「多くの人を支えたい」 20歳の誓い胸に刻む、川内・盆の成人式

 
誓いの言葉を述べる新成人代表

 会津地方を中心に福島県内16町村で15日、盆の成人式が行われた。このうち浜通り唯一の成人式となった川内村では、新成人28人中15人が出席し、かけがえのない古里で20歳の誓いを胸に刻んだ。

 今年の新成人は、川内小5年生の際に東日本大震災と東京電力福島第1原発事故を経験。原発事故に伴い、県内外で避難生活を送り、震災発生時から8年ぶりに旧友との再会を果たした出席者もいた。

 式典は同村コミュニティセンターで行われた。
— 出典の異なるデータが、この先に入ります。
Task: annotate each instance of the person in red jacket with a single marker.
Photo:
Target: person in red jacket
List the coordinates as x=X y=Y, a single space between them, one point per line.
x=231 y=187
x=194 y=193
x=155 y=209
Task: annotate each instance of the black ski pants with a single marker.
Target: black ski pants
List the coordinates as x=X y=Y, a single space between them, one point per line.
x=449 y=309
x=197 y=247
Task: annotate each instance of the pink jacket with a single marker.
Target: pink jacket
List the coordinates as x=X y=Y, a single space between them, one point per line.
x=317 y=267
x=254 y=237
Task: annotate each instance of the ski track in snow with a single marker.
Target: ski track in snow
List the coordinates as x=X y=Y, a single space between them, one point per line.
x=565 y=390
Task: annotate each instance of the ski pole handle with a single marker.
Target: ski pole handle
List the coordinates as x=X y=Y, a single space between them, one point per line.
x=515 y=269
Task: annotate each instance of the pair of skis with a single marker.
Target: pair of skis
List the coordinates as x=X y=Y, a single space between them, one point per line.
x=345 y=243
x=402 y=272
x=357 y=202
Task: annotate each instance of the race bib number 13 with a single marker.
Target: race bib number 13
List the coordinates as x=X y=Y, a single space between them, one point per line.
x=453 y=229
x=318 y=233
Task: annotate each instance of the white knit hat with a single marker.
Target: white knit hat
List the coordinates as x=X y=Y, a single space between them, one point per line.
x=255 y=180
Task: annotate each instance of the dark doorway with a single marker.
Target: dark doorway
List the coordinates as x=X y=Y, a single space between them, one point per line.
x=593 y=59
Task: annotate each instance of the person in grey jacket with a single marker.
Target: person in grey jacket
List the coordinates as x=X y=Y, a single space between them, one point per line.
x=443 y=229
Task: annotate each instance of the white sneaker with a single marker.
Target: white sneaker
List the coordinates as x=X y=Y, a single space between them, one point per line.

遠藤雄幸村長が新成人代表の大山のぞみさん(20)=福島東稜高看護専攻科2年=に成人証書を手渡し「高い志とたくましいエネルギーを持って、新たな可能性に挑戦することを期待したい」と激励した。

 新成人代表の古内伸幸さん(19)=福島大行政政策学類=が「家族や友人に少しずつ恩返しをするとともに、次は私たちが多くの人を支える存在になりたい」と決意を語った。

 式典後、交流パーティーも開かれ、出席者が思い出話に花を咲かせ、再会の喜びを分かち合った。